Acting Chief Medical Officer Dr Ronan Glynn has said that six more weeks of strict restrictions on social interactions may be necessary to prevent a fourth wave of the coronavirus pandemic.
Speaking at the Oireachtas Joint Health Committee on Tuesday he said that Ireland is at 'considerable risk' of a rapid increase in cases if current lockdown restrictions are eased too quickly.
Dr Glynn added that the virus is 'much more transmissible' than during the first wave of the virus last year, and urged people to limit their social contact in the coming weeks.
"All of this means that we can be hopeful of a return to better and more normal times," Dr Glynn said.
"However, while significant progress is being made in controlling the disease and in rolling out vaccines, we still have a high level of infection, we are dealing with a much more transmissible virus than last year, and the absolute number of people fully protected through vaccination remains low.

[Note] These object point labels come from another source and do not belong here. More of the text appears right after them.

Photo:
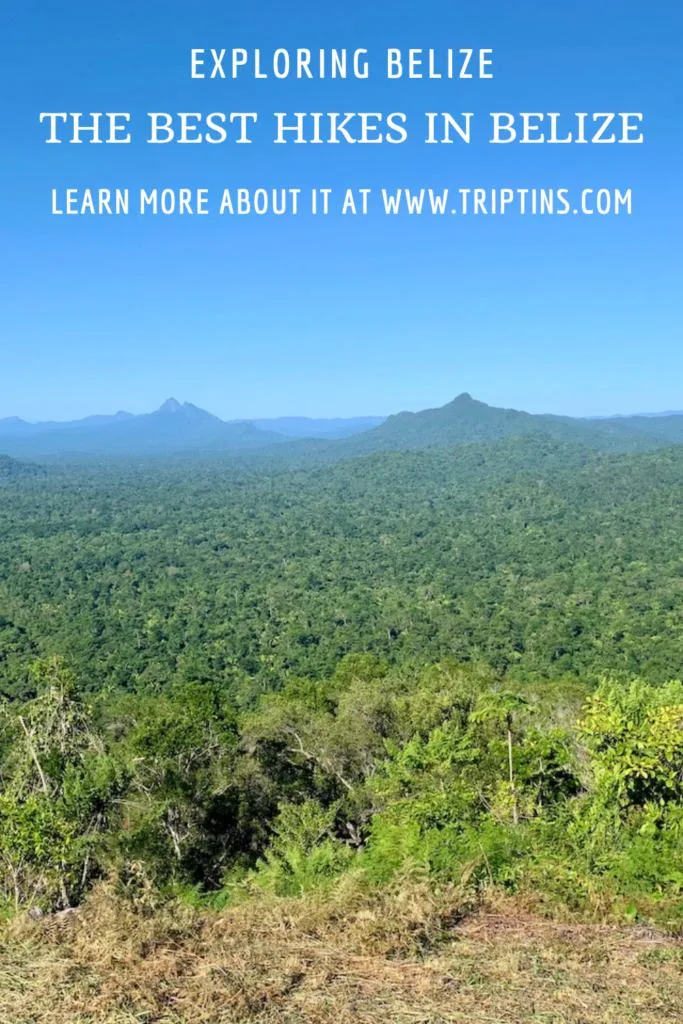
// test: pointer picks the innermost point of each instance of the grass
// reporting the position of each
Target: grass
(410, 956)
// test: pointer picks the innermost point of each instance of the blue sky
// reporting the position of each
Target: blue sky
(341, 315)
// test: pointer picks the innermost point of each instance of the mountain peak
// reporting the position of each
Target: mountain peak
(170, 406)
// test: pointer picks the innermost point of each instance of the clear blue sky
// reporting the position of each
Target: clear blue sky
(340, 316)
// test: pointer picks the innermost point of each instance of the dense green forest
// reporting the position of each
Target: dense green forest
(224, 675)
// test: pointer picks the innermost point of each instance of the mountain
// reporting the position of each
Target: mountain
(180, 427)
(175, 427)
(299, 427)
(17, 427)
(466, 420)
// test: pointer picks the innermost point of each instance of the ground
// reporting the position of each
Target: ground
(291, 962)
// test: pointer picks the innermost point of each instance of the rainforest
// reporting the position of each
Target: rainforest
(394, 680)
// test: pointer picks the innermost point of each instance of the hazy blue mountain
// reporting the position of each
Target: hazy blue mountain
(178, 428)
(173, 428)
(299, 427)
(465, 420)
(15, 426)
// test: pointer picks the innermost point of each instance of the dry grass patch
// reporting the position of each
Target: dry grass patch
(409, 957)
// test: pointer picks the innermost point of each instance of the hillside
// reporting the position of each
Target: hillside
(497, 552)
(466, 420)
(394, 961)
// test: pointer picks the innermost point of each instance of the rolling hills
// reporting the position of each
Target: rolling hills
(182, 428)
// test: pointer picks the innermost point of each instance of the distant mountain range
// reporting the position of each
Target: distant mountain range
(178, 428)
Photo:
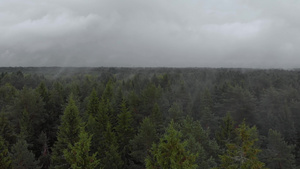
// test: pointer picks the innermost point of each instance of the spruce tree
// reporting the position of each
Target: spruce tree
(124, 129)
(112, 158)
(5, 160)
(243, 153)
(68, 133)
(278, 154)
(226, 134)
(78, 154)
(21, 157)
(171, 152)
(142, 142)
(93, 105)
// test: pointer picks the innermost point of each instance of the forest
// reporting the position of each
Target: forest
(156, 118)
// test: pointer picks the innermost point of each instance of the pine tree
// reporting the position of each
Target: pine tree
(171, 152)
(78, 154)
(243, 153)
(142, 142)
(93, 105)
(112, 158)
(45, 155)
(21, 157)
(5, 160)
(175, 112)
(226, 134)
(124, 128)
(199, 142)
(157, 118)
(279, 154)
(6, 130)
(68, 134)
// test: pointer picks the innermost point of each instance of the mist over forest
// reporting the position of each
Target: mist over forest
(109, 117)
(156, 84)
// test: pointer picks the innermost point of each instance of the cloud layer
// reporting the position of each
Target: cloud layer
(207, 33)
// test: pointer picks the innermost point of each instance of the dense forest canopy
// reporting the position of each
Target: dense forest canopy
(149, 118)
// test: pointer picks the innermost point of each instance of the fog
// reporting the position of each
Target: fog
(150, 33)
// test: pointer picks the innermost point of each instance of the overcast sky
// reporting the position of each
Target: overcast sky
(177, 33)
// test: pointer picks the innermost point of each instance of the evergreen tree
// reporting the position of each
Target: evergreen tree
(78, 154)
(112, 158)
(93, 105)
(6, 130)
(45, 155)
(243, 153)
(199, 142)
(142, 142)
(124, 128)
(157, 119)
(68, 133)
(171, 152)
(5, 160)
(175, 112)
(278, 155)
(21, 157)
(226, 134)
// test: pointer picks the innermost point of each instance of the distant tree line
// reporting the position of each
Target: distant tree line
(149, 118)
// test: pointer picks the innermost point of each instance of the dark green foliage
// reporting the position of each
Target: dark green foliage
(33, 100)
(243, 153)
(171, 152)
(112, 158)
(278, 154)
(199, 142)
(44, 157)
(68, 133)
(5, 159)
(175, 112)
(21, 157)
(6, 130)
(93, 105)
(124, 128)
(143, 141)
(78, 154)
(226, 134)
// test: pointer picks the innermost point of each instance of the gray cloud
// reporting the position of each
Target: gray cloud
(209, 33)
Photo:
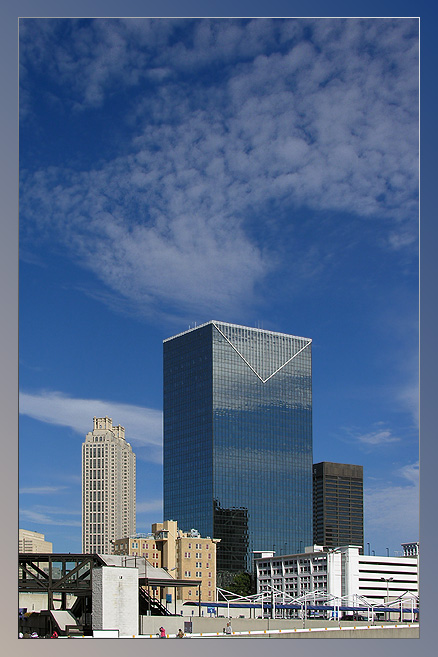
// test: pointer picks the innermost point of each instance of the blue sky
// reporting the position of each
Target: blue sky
(263, 172)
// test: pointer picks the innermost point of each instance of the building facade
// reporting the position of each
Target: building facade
(108, 487)
(185, 555)
(238, 439)
(338, 504)
(339, 573)
(29, 541)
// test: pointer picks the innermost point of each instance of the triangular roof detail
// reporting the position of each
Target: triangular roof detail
(264, 362)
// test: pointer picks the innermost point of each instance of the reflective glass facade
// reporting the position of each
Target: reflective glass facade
(238, 439)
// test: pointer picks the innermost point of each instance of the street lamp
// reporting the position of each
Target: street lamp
(387, 580)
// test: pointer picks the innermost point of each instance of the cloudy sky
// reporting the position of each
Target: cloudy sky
(257, 171)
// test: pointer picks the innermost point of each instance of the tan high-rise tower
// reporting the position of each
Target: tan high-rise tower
(108, 487)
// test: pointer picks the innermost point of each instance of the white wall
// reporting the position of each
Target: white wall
(115, 599)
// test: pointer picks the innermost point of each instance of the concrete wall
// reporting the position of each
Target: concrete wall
(151, 625)
(115, 599)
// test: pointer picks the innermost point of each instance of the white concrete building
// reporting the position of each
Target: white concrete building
(108, 487)
(340, 573)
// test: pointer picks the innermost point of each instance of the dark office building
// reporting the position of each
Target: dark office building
(337, 504)
(238, 439)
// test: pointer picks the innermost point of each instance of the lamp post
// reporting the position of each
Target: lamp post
(387, 580)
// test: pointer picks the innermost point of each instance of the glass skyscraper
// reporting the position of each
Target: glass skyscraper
(238, 439)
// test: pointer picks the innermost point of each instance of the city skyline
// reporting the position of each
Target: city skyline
(250, 170)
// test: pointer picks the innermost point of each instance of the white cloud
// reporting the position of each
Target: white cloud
(143, 426)
(41, 490)
(313, 124)
(411, 472)
(49, 516)
(382, 437)
(394, 509)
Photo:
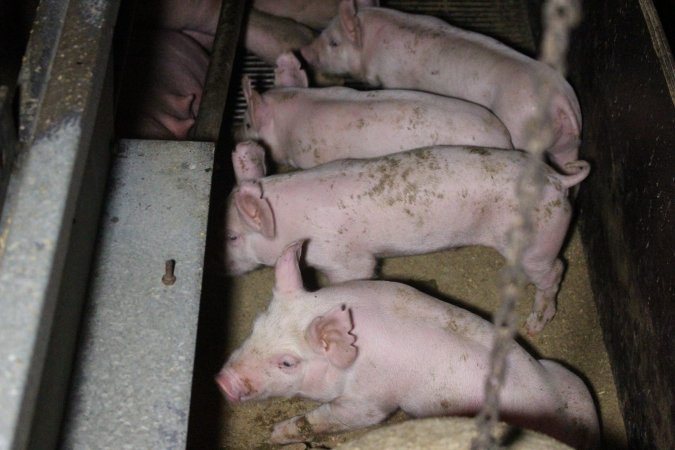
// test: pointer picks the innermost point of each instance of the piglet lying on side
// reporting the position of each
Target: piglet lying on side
(367, 348)
(410, 203)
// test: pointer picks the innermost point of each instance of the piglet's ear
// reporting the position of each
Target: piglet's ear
(350, 21)
(248, 160)
(254, 209)
(289, 72)
(288, 278)
(330, 335)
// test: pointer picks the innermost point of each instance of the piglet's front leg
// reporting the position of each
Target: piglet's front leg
(327, 418)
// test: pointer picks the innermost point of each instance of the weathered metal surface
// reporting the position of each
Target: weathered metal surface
(625, 78)
(216, 88)
(61, 82)
(134, 372)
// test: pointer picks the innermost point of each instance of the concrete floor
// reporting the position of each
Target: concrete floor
(467, 277)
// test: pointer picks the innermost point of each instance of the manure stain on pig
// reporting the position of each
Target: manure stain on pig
(549, 209)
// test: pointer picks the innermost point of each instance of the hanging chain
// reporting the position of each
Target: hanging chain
(559, 17)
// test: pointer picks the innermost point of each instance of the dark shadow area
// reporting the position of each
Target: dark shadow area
(214, 314)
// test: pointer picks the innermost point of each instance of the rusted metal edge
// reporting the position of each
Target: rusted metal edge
(211, 110)
(8, 141)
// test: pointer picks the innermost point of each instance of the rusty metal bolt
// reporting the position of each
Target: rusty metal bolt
(169, 278)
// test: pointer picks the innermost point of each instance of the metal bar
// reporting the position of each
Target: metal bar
(211, 110)
(8, 140)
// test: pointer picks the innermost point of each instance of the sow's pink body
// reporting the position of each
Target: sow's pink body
(366, 348)
(353, 212)
(303, 127)
(392, 49)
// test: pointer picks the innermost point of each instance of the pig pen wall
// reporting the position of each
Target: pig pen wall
(623, 70)
(467, 277)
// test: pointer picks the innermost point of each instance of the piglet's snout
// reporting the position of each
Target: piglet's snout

"This means that there remains a considerable risk that Ireland will experience a further wave of infection if public health restrictions are eased too quickly.
"However, modeling has shown that a further wave of infection can be substantially mitigated if levels of social contact across the population remain largely unchanged over the next 6 weeks."
Dr Glynn said that while significant progress has been made with Ireland's vaccination programme, the risk of a rise in cases will remain high until 'vaccination can offer a widespread population level of protection.'
He continued: "NPHET advice to Government continues to recommend a cautious approach and that any further easing of measures should be gradual and phased and should allow adequate time between phases to assess the impact.
"Our priorities also remain the same; to protect the most vulnerable, to facilitate the safe return of in-school education and childcare services, and to resume non-Covid health and social care.
"The NPHET will continue to monitor the epidemiological situation closely over the coming weeks to assess the impact of the reopening of priority services and those measures that have been eased. NPHET and the Government will consider the position again at the beginning of May."